After all, it would be inconceivable to examine one of the most important economic
decisions made by a U.S. president in the 20th century – Richard Nixon's "closing
of the gold window" in August 1971, that is, making the U.S. dollar inconvertible
to gold directly (and basically abolishing the Bretton Woods System) – without
considering the geopolitical environment in which it was made and which exposed
an erosion of U.S. hegemony in the Western alliance.
Specifically, the Vietnam War and the increasing military expenditures to finance
it resulted in an increased dollar outflow and accelerated inflation by the
1970s, leading to rising balance-of-payment and trade deficits. The dollar was
overvalued while the Deutschemark and yen were undervalued, and the attempt
to defend the dollar at a fixed peg was becoming increasingly untenable. Ripping
the dollar loose from gold was designed to boost U.S. exports and cut the country's
In a way, Nixon's decision to delink the dollar to gold followed by his 1972
visit to China reflected the relative decline in U.S. global political and economic
power – brought about by the devastating geopolitical and economic impact of
the Vietnam war – and Washington's adjustment to these changes (the two decisions
together are appropriately known as the Nixon Shocks) in American political
So you recall one failed war (Vietnam), U.S. presidents fighting for their
political survival (Lyndon B. Johnson and Nixon), and a weakening U.S. dollar,
and suddenly it seems that someone has produced a remake of that old horror
movie. Once again there is a failing war (Iraq), a beleaguered U.S. president
(George W. Bush), and erosion in the value of the U.S. dollar. As in the case
of the U.S. quagmire in Southeast Asia (which spread from Vietnam into Laos
and Cambodia), the current military quagmire in the Middle East (which is producing
shock waves also in Iran, Lebanon, and Israel/Palestine) has led to a major
increase in military spending (and not unlike in that period, no effort has
been made to cut domestic spending), resulting in rising budget and trade deficits.

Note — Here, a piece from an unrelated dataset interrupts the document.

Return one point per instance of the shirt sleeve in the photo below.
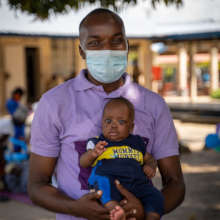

If in the 1960s and early 1970s the Germans and the Japanese were helping finance
the U.S. military intervention in Vietnam, China and other East Asian central
banks are playing a similar role today. Hence the need to reevaluate the dollar
can be seen now like then as a recognition that American geopolitical and economic
power is declining and that some kind of readjustment is necessary. From that
perspective, the erosion in the U.S. currency was inevitable under these conditions
– although the slowdown in the U.S. economy and the attractive economic conditions
in the euro zone may have been the direct trigger for the dumping of U.S. dollars
and the buying of the euros.
Things can get even worse if the rising populist and protectionist wing of
the Democratic Party that has taken over Capitol Hill adopts policies to punish
China for its "unfair" trade practices, which are supposedly responsible
for the giant American trade deficit with the Chinese. The Chinese, who until
now have continued to invest in the U.S. economy, thus preventing an even more
dramatic and painful drop in the value of the U.S. dollar, might then have no
choice but to change course.
One of the main reasons why U.S. Treasury Secretary Henry Paulson and Federal
Reserve chairman Ben Bernanke are traveling to Beijing this month is to work
together with the Chinese to prevent the kind of worst-case scenario that could
result from the political pressure by the Democratic trade warriors on Capitol
Hill. That makes a lot of economic sense, but it doesn't deal with the geopolitical
sources of the problem: the bloody and costly war in Iraq and the potential
for wars with Iran and other parts of the Middle East that are going to drive
U.S. military spending and the deficits into the stratosphere and put even more
pressure on the dollar.
Only a readjustment of the United States to the new global political and economic
realities could relieve that pressure. Who knows? Perhaps the implementation
of the recommendations of the Baker-Hamilton Commission could help not only
stabilize the U.S. position in the Middle East but also have a similar effect
on the U.S. dollar. The Baker Shock?